A Challenge

Clearly I don't own Harley Quinn or The Joker; I'd be a lot richer if I did.

Angry noise. My heart beats at the same pace as the frenzied drums, sweat beads trailing down my forehead. Hard rock is essential for a workout; it's energy feeding me, egging me on. As another guitar riff screeches I flip head over heels in cartwheels, throwing daggers at my targets. Heart,head,heart,head. "I'm getting good," I grin to myself.

I realized I had to start training as soon as I broke the Joker out of Arkham. I mean I did gymnastics when I was young and recently went for jogs, but that seems laughable now. A bit of running won't help you keep up with one of the most wanted supervillains in the world, especially with Batsy always getting in the way. So I started to do weights, weapons training and more fitness with religious devotion. If I wanted to stay alive I had to become lethal.

The door was kicked in as I was preparing to do another set of knife-throwing. "HARLEY!" he growled and stalked towards me, clenching and unclenching fists. His eyes black coals burning with rage and all I can think is "Not again". In the beginning I thought it was because I messed up plans, or I stole his spotlight, or even because I'd done something right but he wanted to be the one to do it. In a way I thought I deserved it. I should know better than to make stupid mistakes. But now I was his punching bag whenever he felt like it, whenever he needed to let off stream. It wasn't as bad in the beginning either. Maybe he was trying to make sure he didn't scare me; a slap here, a push there, but now there was bruises and blood. Stained skin and floors. Red and black were my favourite colours, I cackled mentally, it was funny in an ironic way.

A vicious yank on my ponytail sent me sprawling across the room. A sudden sharp pain in my stomach indicated a swiftly following kick. Hands clawed into my shoulders, lifted me up and threw my head to the concrete with an audible crack. My vision hazy but I can still make out his glare.

He does love you. You can't expect him to express his emotions in the way a normal person would, you were his psychologist for a reason. He's just working through something and-

He lifts his fist and something inside me cracks. Shatters because love can only allow so much leverage. I feel my eyes darken with fury and my mouth curl into a snarl. With a strength I didn't know I possessed I send a kick flying to his chest. With no time wasted I pounce on him and rain down punches, barley noticing his mouth wide with shock. I'm out of control. It's fantastic. Now he will be the one peppered with bruises, he will be the one who will have to pretend everything is fine. I'm going to make him suffer.

After the first initial moments of disbelief he begins to fight back. They say anger can make you see red, can blur your vision but I had never seen with such clarity. High definition vision. I dodge his swipes and punches easily while continuing my assault, I'm like an animal. He finally gets lucky and throws me off.

I roll into a crouch and hiss, "Keep going J. This is the most you've touched me in ages. I'm not a beaten-down housewife, I'm going to give as good as Iget! So let's go!" I was screaming by the time I finished, practically deranged.

I expected another attack, rage; so the laughter really surprises me. Echoing off the vast metal walls, he grins at me, "Finally some fun! There's the girl that argued and threatened me in therapy!"

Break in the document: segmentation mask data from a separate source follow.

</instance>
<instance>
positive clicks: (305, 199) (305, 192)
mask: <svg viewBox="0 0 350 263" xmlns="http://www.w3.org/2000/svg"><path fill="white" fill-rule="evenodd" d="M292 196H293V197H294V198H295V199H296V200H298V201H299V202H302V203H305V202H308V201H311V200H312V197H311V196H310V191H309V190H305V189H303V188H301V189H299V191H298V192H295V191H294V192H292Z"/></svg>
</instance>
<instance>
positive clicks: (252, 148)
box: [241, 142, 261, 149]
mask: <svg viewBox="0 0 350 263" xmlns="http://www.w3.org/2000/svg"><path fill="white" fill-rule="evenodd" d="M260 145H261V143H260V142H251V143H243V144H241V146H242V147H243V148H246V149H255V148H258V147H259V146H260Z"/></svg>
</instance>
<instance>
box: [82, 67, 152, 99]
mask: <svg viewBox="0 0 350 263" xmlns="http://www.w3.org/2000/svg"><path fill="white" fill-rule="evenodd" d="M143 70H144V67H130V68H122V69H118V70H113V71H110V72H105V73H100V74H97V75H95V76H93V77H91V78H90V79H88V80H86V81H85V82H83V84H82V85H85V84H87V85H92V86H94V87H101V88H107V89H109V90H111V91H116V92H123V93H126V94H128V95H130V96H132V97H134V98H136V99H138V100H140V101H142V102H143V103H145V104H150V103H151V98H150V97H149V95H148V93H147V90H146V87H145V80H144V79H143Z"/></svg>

It all made sense. How could I have missed something so obvious? As much as Mistah J loves causing pain, he loves a challenge more. That's why he's so obsessed with Batsy, he's a worthy rival unlike others he so easily disposed of. I used to be a challenge in therapy, which was probably the reason he took a liking to me. He could have broken out on his own sooner or later but he wanted to get me to pull the strings because it was more fun that way. I lost my entertainment value… until now. I just proved I was still a challenge.

He closes the distance between us deliberately, slowly; to make sure I don't lash out again. One lean arm encircles my waist while his other hand tips my neck back and he kisses me. Not the gentle kiss I got in Arkham before the breakout or the harsh, quick crush of jaws to try and fulfil my wants for affection; but the first real kiss he's given me. He's rough sure, but his hand isn't crushing my neck. It's the first kiss motivated by want, not tactics. It's perfect, I've never wanted to be treated like a porcelain doll anyway.

I bit his bottom lip lightly and whisper "Round two" with a devilish grin as I slip away.